Reputation: 1817
I would like to ask,
when doing mixed panel data models, and then retriving complete regression output using broom::augment
it is very slow as as oppose to different model such as random, fixed effect
example:
#Load packages
library(foreign)
library(plm)
library(stargazer)
library(dplyr)
library(tidyverse)
library(quantreg)
#Load in Wooldridge data on crime
crime <- read.dta("http://fmwww.bc.edu/ec-p/data/wooldridge/crime4.dta")
#Declare our data to be a panel data set
crime.p <- pdata.frame(crime,index=c("county","year"))
crime.p %>% head
panel1 <- plm(crmrte ~ polpc + prbconv + avgsen + density, data = crime.p, model = "within")
panel2 <- plm(crmrte ~ polpc + prbconv + avgsen + density, data = crime.p, model = "random")
panel3 <- plm(crmrte ~ polpc + prbconv + avgsen + density, data = crime.p, model = "pool")
panel4 <- rq(crmrte ~ polpc + prbconv + avgsen + density + factor(county)-1, data = crime.p)

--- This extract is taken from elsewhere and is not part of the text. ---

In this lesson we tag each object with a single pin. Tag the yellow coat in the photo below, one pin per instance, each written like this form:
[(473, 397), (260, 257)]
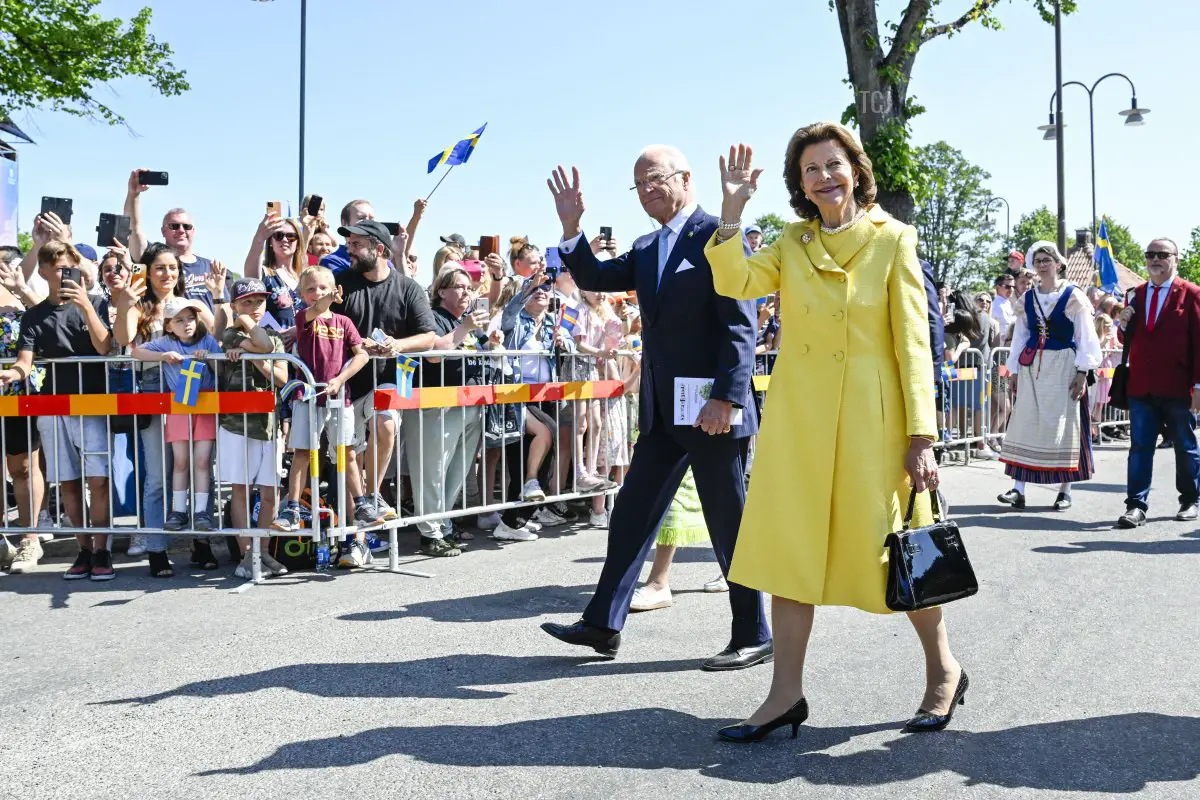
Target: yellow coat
[(853, 380)]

panel5 <- lmer(crmrte ~ polpc + prbconv + avgsen + density + (1 | county), data = crime.p)
broom::augment(panel1)
broom::augment(panel2)
broom::augment(panel4)
# This one is very slow
broom::augment(panel5)
In this it is slow, however with bigger datasets it can took even 20 minutes, is there a way how to retrive output that would be given by broom::augment(mixed) but much faster?
Upvotes: 2
Views: 353
Reputation: 3986
panel5
isn't particularly slow on my machine (~0.01seconds). You can see where the most time is taken by calculating each column separately and timing:
I created a custom function to calculate each of the elements of the augment
result:
fe <- function(panel){
f <- fixef(panel)
int <- f[1]
coef <- f[-1]
d <- panel5@frame
d1 <- d[names(f) %in% names(d)]
int + rowSums(mapply(`*`, d1, coef))
}
augment2 <- function(panel) {
d <- panel@frame
p <- predict(panel)
r <- resid(panel)
hat <- hatvalues(panel)
cook <- cooks.distance(panel)
fe <- fe(panel)
mu <- panel@resp$mu
wr <- panel@resp$wtres
cbind(d,fitted=p,redidual = r,hat,cooksd=cook,fixed=fe,mu,wtres=wr)
}
If we time the two, they are pretty similar since all I've done is calculate the same things that augment
calculates:
microbenchmark::microbenchmark(
augment = broom::augment(panel5),
cust = augment2(panel5)
)
#Unit: milliseconds
# expr min lq mean median uq max neval
# augment 12.332313 12.85186 16.83977 13.31599 15.69942 59.84045 100
# cust 9.976812 10.38016 11.94285 10.66314 11.32606 43.50708 100
If we take out each of the columns in turn from our custom augment2
function, we can see that most of the time is taken in calculating hatvalues
and cooks.distance
. If you don't really need one or both of these columns, it will speed your calculation up significantly. Excluding both, we can see a 25x increase in speed:
augment3 <- function(panel) {
d <- panel@frame
p <- predict(panel)
r <- resid(panel)
#hat <- hatvalues(panel)
#cook <- cooks.distance(panel)
fe <- fe(panel)
mu <- panel@resp$mu
wr <- panel@resp$wtres
cbind(d,fitted=p,redidual = r,fixed=fe,mu,wtres=wr)
}
microbenchmark::microbenchmark(
augment = broom::augment(panel5),
cust = augment3(panel5)
)
#Unit: microseconds
# expr min lq mean median uq max neval
# augment 12549.486 12924.666 17760.754 13341.712 15480.9555 87276.359 100
# cust 406.818 474.119 694.698 532.005 586.5685 4702.398 100
Basically the time taken is due to cooks.distance
and hat.values
which I can't imagine could be calculated much more efficiently than they already are.
Upvotes: 3